Cross section of Yale alumni and officials at the event.

Cross section of Yale alumni and officials at the event.

 

Plans are underway for the inauguration of a scholarship scheme that would provide exceptional Nigerian students with an opportunity to attend Yale University, a private, Ivy League research institution, based in Connecticut, United States of America (USA).

The revelation came to light recently, when the university’s prominent alumni members met for the second time within a year in Lagos, under the aegis of the Yale Club.

The club’s leader and founder of Zaria Academy, Dr Haroun Adamu, said the club’s number one goal “is to create awareness about its existence and objectives.” One of the aims is to attract more qualified Nigerian students to the institution and encourage other accomplished alumni members in the diaspora, to return home and contribute their quota to Nigeria’s development.

According to Adamu, who attended Yale in 1966, the club also wants to sensitise Nigerians, who have either heard of Yale or would want their children to attend the institution, about its willingness to assist their wards not only for admission purposes, but also for scholarship opportunities.

To him, any student that went through the rigorous Yale examination process and emerged successfully, automatically deserves a scholarship. “There is no question about his ability or inability – he’s on scholarship automatically,” he said.

On the club’s other aims, he said, “we intend to create a forum, organize lectures, and we will invite Professors, Nobel Laureates, to come and share with us, their latest research findings in all fields.
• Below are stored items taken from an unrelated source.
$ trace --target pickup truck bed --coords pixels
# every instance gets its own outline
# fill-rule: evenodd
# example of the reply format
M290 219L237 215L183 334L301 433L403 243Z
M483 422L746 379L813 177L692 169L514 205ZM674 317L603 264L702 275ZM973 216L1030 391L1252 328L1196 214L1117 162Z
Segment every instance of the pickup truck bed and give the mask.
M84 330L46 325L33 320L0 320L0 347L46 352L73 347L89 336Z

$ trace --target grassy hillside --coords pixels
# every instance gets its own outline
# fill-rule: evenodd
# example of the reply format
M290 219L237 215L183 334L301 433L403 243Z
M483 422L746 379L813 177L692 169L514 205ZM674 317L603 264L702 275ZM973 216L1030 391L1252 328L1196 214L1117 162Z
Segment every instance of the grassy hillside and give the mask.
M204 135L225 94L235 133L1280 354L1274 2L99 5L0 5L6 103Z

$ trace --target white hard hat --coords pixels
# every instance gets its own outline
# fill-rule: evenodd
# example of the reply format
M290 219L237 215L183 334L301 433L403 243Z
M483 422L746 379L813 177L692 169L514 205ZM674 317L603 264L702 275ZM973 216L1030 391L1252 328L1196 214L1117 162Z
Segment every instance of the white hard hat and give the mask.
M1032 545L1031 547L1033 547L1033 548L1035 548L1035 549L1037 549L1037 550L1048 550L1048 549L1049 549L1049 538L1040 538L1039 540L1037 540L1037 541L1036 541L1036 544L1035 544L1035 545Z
This will expose Nigerians to what is happening in the world of research. These are the kinds of things we are trying to achieve, apart from Yale itself trying to engage with institutions within Africa.”
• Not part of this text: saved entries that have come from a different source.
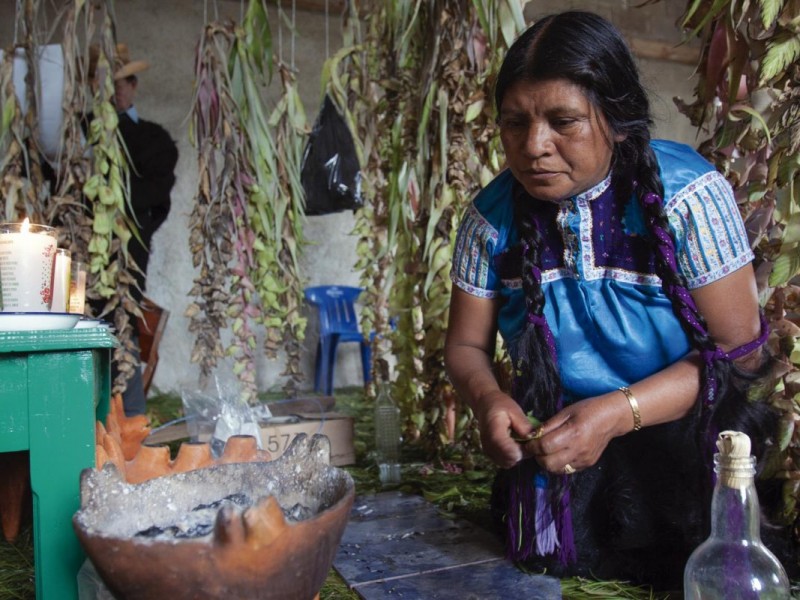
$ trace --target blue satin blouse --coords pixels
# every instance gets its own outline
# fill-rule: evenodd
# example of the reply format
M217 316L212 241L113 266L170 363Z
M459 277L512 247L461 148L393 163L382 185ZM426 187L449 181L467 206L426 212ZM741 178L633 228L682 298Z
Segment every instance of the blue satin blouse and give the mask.
M655 140L679 269L690 289L753 259L728 182L689 146ZM510 171L474 199L459 227L451 279L502 301L498 329L512 359L525 322ZM560 203L537 203L542 290L566 402L629 385L679 360L689 343L655 275L638 203L610 178Z

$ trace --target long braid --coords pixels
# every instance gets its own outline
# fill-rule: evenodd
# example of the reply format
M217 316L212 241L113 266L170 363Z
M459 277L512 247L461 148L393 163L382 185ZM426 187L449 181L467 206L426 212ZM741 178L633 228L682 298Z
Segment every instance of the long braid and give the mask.
M649 143L642 158L636 174L638 185L635 193L651 234L656 274L661 278L662 289L672 302L673 310L691 346L699 351L703 361L700 396L693 411L693 417L699 420L698 433L705 442L704 445L701 444L701 450L704 455L711 456L717 433L728 428L746 431L758 443L758 440L768 437L772 418L765 405L747 400L744 384L762 376L768 365L763 364L756 373L737 368L731 360L735 357L720 350L709 335L706 321L689 293L686 279L678 271L675 242L661 199L663 187ZM762 343L766 332L766 324L762 319L762 336L753 342L753 348ZM739 354L745 354L750 346L742 347Z
M634 193L636 194L645 216L645 223L650 231L649 241L655 257L656 275L661 278L664 293L672 302L672 308L681 322L686 336L693 348L699 351L713 352L714 341L708 336L708 326L689 294L686 278L678 270L675 258L675 242L670 233L669 221L664 211L664 186L658 175L658 163L649 145L649 138L643 140L645 148L637 165ZM703 379L716 379L715 367L704 367ZM708 386L707 386L708 387ZM709 398L713 402L713 398Z
M544 316L539 228L532 200L522 186L514 186L514 217L522 247L522 289L525 323L515 340L513 395L525 412L542 421L563 407L556 345ZM539 472L534 459L512 469L506 519L508 554L515 560L558 552L562 564L576 558L569 480ZM533 535L531 535L533 532Z
M545 420L558 412L561 380L556 366L555 342L544 318L544 293L540 267L541 235L533 220L531 199L514 186L514 218L522 246L522 289L526 321L516 342L515 399L525 412Z

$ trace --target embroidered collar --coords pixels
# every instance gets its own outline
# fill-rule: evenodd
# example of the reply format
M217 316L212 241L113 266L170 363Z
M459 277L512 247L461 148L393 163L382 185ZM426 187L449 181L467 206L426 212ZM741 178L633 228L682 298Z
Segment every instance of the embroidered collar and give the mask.
M567 198L567 200L574 200L578 204L591 202L595 198L598 198L603 192L605 192L608 189L608 186L610 185L611 185L611 173L609 173L608 176L606 176L606 178L603 179L603 181L601 181L594 187L591 187L585 192L577 194L576 196Z

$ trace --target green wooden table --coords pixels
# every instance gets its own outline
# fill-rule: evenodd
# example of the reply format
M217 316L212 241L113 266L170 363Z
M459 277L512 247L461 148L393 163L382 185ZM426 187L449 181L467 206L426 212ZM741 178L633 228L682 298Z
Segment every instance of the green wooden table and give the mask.
M72 516L108 412L115 345L104 327L0 332L0 452L29 453L37 600L78 597Z

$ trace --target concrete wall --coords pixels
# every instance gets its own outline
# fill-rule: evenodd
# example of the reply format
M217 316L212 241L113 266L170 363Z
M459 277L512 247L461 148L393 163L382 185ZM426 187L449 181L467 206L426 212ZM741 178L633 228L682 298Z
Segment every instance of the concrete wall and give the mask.
M675 22L682 3L660 2L635 8L627 0L534 0L526 9L529 19L556 10L581 8L594 10L617 23L626 35L677 44L680 34ZM0 48L8 48L14 36L14 0L0 0ZM189 361L193 339L188 319L183 316L190 298L194 271L188 247L188 223L197 185L196 156L188 139L188 117L192 97L194 49L207 20L239 19L242 3L232 0L120 0L116 4L117 35L126 42L133 59L151 63L139 76L137 108L143 118L163 124L177 141L180 159L177 183L172 192L169 219L156 234L148 274L148 294L171 311L161 344L161 360L155 387L179 391L197 385L199 370ZM291 1L281 3L291 9ZM275 10L271 10L273 40L277 47L282 33L284 60L291 60L291 38L284 27L279 32ZM297 11L294 63L299 71L298 85L310 123L320 106L319 75L326 57L341 45L340 25L336 15L326 21L324 13ZM326 37L328 43L326 44ZM55 40L57 41L57 40ZM645 82L652 92L657 118L656 135L693 143L694 131L677 114L672 97L692 97L693 67L663 60L642 60ZM355 238L349 235L354 225L351 212L309 217L306 236L312 241L303 266L308 285L357 285L354 272ZM313 384L313 349L316 343L314 322L309 328L305 369L308 385ZM282 384L280 361L265 359L259 365L258 380L262 389L278 389ZM348 344L339 352L336 385L356 385L361 368L356 346Z

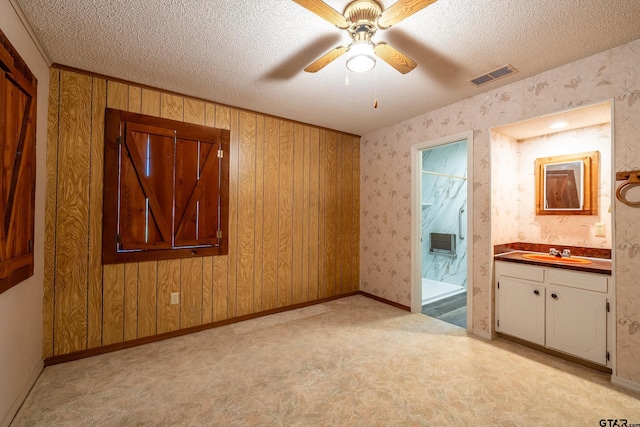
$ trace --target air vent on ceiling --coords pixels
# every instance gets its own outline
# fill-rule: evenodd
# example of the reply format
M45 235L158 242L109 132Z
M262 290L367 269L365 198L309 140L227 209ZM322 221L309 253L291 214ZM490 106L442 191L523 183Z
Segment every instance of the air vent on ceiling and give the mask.
M508 76L509 74L517 73L518 70L513 65L505 65L504 67L496 68L495 70L489 71L481 76L478 76L474 79L471 79L471 83L476 86L482 86L494 80L501 79L503 77Z

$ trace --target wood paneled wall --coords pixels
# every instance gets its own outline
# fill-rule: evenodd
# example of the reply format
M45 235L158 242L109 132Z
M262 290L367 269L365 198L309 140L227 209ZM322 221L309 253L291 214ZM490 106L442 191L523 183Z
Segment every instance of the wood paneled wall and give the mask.
M49 96L44 357L358 290L359 137L57 68ZM102 265L106 107L231 131L228 255Z

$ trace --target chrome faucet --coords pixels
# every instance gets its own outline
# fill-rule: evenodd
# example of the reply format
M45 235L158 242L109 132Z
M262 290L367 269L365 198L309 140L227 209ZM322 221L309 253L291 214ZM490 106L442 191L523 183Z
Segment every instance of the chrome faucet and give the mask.
M563 249L562 250L562 257L563 258L569 258L571 256L571 251L569 249Z
M559 250L557 250L556 248L550 248L550 249L549 249L549 255L551 255L551 256L557 256L557 257L562 256L562 255L560 254L560 251L559 251Z

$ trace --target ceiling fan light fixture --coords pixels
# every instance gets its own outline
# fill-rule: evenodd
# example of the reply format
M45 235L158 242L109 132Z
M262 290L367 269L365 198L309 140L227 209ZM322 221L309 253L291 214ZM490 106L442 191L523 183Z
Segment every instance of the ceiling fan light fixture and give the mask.
M353 43L348 51L347 69L354 73L366 73L376 66L373 44L363 41Z

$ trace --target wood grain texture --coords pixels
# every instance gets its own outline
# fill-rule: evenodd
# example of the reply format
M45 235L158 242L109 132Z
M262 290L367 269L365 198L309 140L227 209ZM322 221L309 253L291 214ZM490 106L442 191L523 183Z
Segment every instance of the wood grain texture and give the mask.
M42 298L42 357L45 358L53 356L59 105L60 71L51 68L49 72L49 114L47 117L47 191L44 214L44 289Z
M293 125L280 121L278 194L278 307L291 304L293 288Z
M202 258L180 260L180 328L202 324Z
M256 117L255 221L253 253L253 312L262 311L262 258L264 216L264 117Z
M162 118L182 121L184 118L184 100L177 95L162 93L160 96L160 115Z
M229 279L227 266L229 256L217 256L213 259L213 321L229 318Z
M142 114L160 117L160 92L142 89Z
M311 241L309 239L309 224L311 219L310 202L311 196L309 191L311 179L311 128L305 126L302 133L302 301L309 301L309 269L312 262L309 258L309 249Z
M88 348L102 345L102 191L106 105L107 82L94 78L91 97L91 183L89 186Z
M54 355L86 349L91 78L60 73Z
M311 128L309 141L309 300L319 298L320 131Z
M124 340L138 338L138 263L124 265Z
M237 205L237 312L253 312L256 210L256 115L239 114Z
M158 262L138 265L138 338L157 334Z
M353 139L353 242L351 250L351 290L360 290L360 137Z
M202 258L202 323L213 322L213 258Z
M325 222L327 217L327 204L325 201L325 169L327 163L327 132L320 129L319 132L319 163L318 163L318 298L326 298L327 282L324 273L325 257Z
M124 341L124 264L105 265L102 271L102 345L109 345Z
M125 110L129 108L129 86L107 81L107 107Z
M327 131L325 159L325 227L324 227L324 286L327 297L337 295L336 289L336 261L338 256L337 239L339 227L338 215L338 186L337 186L337 135Z
M180 329L180 304L171 304L171 293L180 292L180 260L158 261L159 334Z
M128 111L132 113L142 113L142 89L135 86L129 86L129 105Z
M358 289L358 137L57 69L50 92L46 357ZM229 255L103 271L105 106L231 130Z
M280 166L280 134L278 120L265 119L262 218L262 308L277 307L278 281L278 170Z
M293 266L291 302L304 300L303 278L303 241L304 241L304 128L296 123L293 126Z
M238 111L230 110L231 146L229 162L229 256L227 257L227 312L236 317L238 310Z

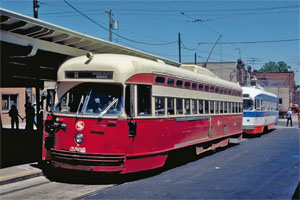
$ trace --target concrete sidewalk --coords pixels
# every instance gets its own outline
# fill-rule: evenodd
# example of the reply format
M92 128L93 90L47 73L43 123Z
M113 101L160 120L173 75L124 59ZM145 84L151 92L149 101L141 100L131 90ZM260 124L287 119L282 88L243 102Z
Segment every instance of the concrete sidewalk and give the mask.
M37 163L17 165L0 169L0 185L26 180L43 175Z

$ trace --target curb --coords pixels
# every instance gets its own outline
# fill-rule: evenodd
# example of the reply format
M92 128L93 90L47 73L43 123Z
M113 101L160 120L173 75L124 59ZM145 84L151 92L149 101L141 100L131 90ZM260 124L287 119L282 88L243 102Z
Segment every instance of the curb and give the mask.
M39 169L34 169L31 171L27 171L27 172L20 172L20 173L16 173L16 174L11 174L11 175L7 175L4 177L0 177L0 185L5 185L5 184L9 184L9 183L14 183L17 181L23 181L26 179L30 179L30 178L35 178L35 177L39 177L42 176L43 172Z

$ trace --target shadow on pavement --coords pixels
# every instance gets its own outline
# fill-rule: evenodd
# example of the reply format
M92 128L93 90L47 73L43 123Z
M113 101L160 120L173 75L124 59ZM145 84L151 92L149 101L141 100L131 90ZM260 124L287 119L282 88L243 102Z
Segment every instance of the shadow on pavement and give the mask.
M129 173L101 173L101 172L86 172L86 171L72 171L65 169L54 169L50 166L43 167L44 175L51 181L72 183L72 184L91 184L91 185L104 185L104 184L122 184L125 182L137 181L149 177L156 176L165 171L186 165L191 162L195 162L199 159L211 156L217 152L226 150L239 144L229 144L226 147L220 147L215 150L204 152L200 155L196 155L194 148L184 148L171 152L168 156L165 165L158 169Z
M41 158L42 136L37 131L1 129L0 168L38 162Z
Yale’s Director of International Activities and Professor of Political Science, Ian Shapiro, also affirmed the club was working on developing a scholarship scheme for Nigerian students to attend the university. “We also would like to bring students and faculty members from Yale to Nigeria on exchange programmes.”
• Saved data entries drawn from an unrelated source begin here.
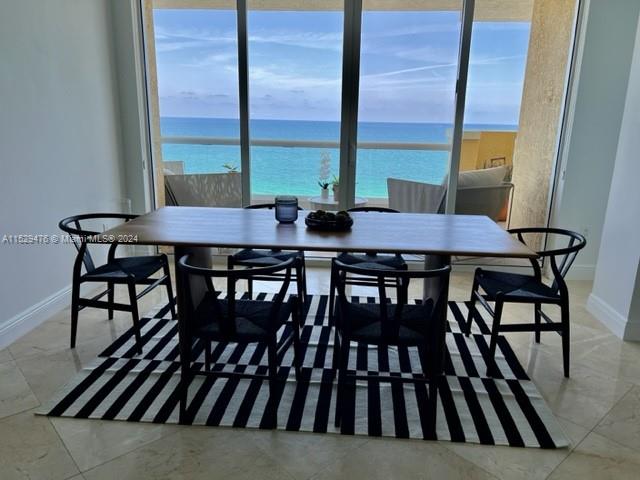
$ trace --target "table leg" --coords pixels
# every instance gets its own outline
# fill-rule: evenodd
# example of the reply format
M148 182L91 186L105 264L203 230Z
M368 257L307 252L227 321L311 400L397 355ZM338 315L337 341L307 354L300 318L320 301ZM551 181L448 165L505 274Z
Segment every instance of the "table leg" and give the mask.
M424 259L425 270L432 270L434 268L442 268L446 265L451 265L450 255L427 255ZM423 287L423 300L428 298L437 298L442 289L442 282L439 279L425 278ZM449 288L447 285L446 291L442 292L445 299L449 300Z

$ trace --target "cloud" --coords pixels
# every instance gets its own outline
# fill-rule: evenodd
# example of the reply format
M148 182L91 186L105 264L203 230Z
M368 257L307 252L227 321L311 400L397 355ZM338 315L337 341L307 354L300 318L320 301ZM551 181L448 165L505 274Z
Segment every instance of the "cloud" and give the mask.
M440 63L435 65L422 65L420 67L412 67L412 68L402 68L400 70L390 70L388 72L382 73L370 73L368 75L362 75L360 78L369 79L369 78L380 78L380 77L392 77L395 75L404 75L406 73L415 73L415 72L423 72L427 70L438 70L441 68L452 68L457 67L458 63Z
M155 31L158 52L211 47L216 44L237 44L235 30L211 32L201 29L168 30L158 26ZM342 32L310 32L260 29L251 33L249 43L277 44L317 50L342 50Z
M211 67L211 66L219 67L221 64L237 63L237 61L238 61L238 54L234 50L230 52L214 53L212 55L206 55L205 57L200 58L198 60L194 60L187 63L181 63L180 66L190 67L190 68L203 68L203 67Z
M429 63L451 63L458 58L458 45L447 47L436 47L425 45L417 48L394 48L389 54L404 60L414 60Z
M363 20L366 22L366 17ZM365 24L366 26L366 24ZM363 39L366 38L389 38L406 37L408 35L423 35L428 33L455 33L460 31L459 22L439 22L427 25L407 25L402 28L393 28L377 31L376 33L364 32Z
M339 87L341 79L313 77L309 73L292 75L281 73L266 67L250 67L249 79L252 84L265 85L278 90L304 90L318 87Z
M526 55L506 55L503 57L472 55L469 65L499 65L512 60L522 60L523 58L526 58Z
M524 55L509 55L505 57L485 57L485 58L476 58L476 59L472 58L471 61L469 62L469 65L471 66L498 65L502 62L522 59L522 58L524 58ZM391 77L395 75L404 75L407 73L423 72L428 70L439 70L443 68L457 68L457 67L458 67L458 62L439 63L434 65L421 65L419 67L402 68L399 70L390 70L388 72L382 72L382 73L370 73L368 75L362 75L361 78L366 79L366 78L378 78L378 77Z
M211 47L214 44L229 45L237 43L235 32L210 32L200 29L166 29L155 26L156 51L171 52L193 48Z
M342 32L262 30L249 35L249 43L275 43L289 47L342 51Z

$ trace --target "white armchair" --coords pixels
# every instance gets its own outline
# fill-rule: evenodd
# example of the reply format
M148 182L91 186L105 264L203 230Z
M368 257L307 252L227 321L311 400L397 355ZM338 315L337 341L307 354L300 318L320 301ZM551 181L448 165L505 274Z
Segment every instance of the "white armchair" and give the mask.
M504 181L507 173L507 167L461 172L456 213L499 220L513 191L513 184ZM401 212L444 213L446 184L446 178L440 185L387 178L389 207Z

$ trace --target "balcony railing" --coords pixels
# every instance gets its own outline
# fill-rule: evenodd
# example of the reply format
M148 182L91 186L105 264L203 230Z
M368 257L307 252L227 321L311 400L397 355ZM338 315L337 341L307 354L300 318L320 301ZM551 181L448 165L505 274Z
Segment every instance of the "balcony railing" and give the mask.
M231 137L180 137L163 136L160 138L162 144L183 144L183 145L240 145L239 138ZM318 141L318 140L272 140L253 139L252 147L310 147L310 148L340 148L339 142ZM408 143L408 142L358 142L358 148L364 150L434 150L450 151L451 145L448 143Z

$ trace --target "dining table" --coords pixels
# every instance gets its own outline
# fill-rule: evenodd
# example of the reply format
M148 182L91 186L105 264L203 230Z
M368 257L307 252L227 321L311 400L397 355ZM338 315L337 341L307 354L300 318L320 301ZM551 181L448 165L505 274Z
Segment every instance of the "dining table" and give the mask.
M174 261L187 254L190 263L211 266L217 248L280 249L324 252L400 253L424 255L426 268L451 263L452 256L531 259L537 254L484 215L424 213L351 213L346 231L317 231L304 219L278 223L273 210L161 207L103 232L89 242L128 242L170 246ZM180 275L176 273L178 311L185 305ZM195 295L206 289L191 285ZM425 279L424 297L434 297L442 286Z

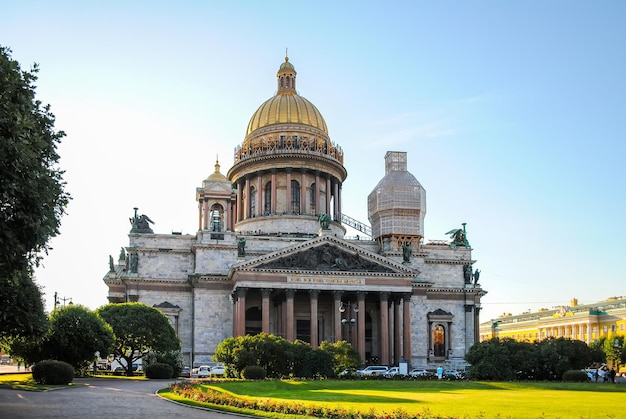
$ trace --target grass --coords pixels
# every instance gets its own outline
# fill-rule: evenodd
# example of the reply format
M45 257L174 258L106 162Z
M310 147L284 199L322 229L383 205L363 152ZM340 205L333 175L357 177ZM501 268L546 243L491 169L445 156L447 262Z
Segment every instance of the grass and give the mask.
M276 380L203 386L274 402L458 418L618 418L626 396L626 386L597 383Z
M96 378L124 379L124 380L147 380L145 376L114 376L114 375L96 375ZM76 386L74 383L68 385L42 385L37 384L33 380L33 376L28 373L0 374L0 388L10 388L13 390L29 390L29 391L47 391L57 388L65 388Z
M47 391L67 386L37 384L35 380L33 380L33 376L31 373L17 373L0 374L0 387L11 388L13 390Z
Shapiro said the institution also intends to facilitate research projects along many dimensions in the West African sub region. “We already have a long history in Ghana, but we don’t have any institutional history in Nigeria.”

Asked if the institution was planning to establish a campus in Nigeria, Shapiro said “no”. He declared: “we’re not in the satellite campus business.”

But he hopes to see more Nigerians at Yale, and more of Yale’s activities happening in the country. “I look forward to more students (going to Yale), more faculty (coming to Nigeria), more conferences, more exchanges and more alumni coming and going.”

On how many Nigerian students are currently studying in the university, Shapiro said: “I don’t have the exact number, probably 20 to 25, and when you include all the professional schools (within Yale), maybe 30.”

Explaining the motive behind the formation of the club, he said, “there are more than 100 graduates of Yale University in Lagos, but we haven’t had a formal Yale Club as we have in many other cities where we have a sizeable alumni of Yale University. About two years ago, we thought it was overdue to establish a Yale Club in Lagos, because we have a big initiative on Africa in Yale and we’re trying to build relationships. We have so many distinguished alumni here and we’re working with them to develop our activities on the continent.”

Recalling his days in Yale, Haroun enthused: “I went to Yale in 1966, two years behind President George Bush junior (former President of the United States). His father, President George Bush senior, graduated in 1948. So, Bush junior was my contemporary and as I was leaving, both Hillary and Bill Clinton (also a former U.S President) were coming into Yale to study Law.

“John Kerry (U.S Secretary of State) was a 1963 graduate of Yale. So, you can see that Yale has a history of public service – producing Supreme Court Justices, House of Representatives members, Senators, Presidents. These are what Yale is known for – producing people to serve people. And these are the ideals that have made us to come back and be of service.”

The club officially took of in Lagos on July 11, 2015.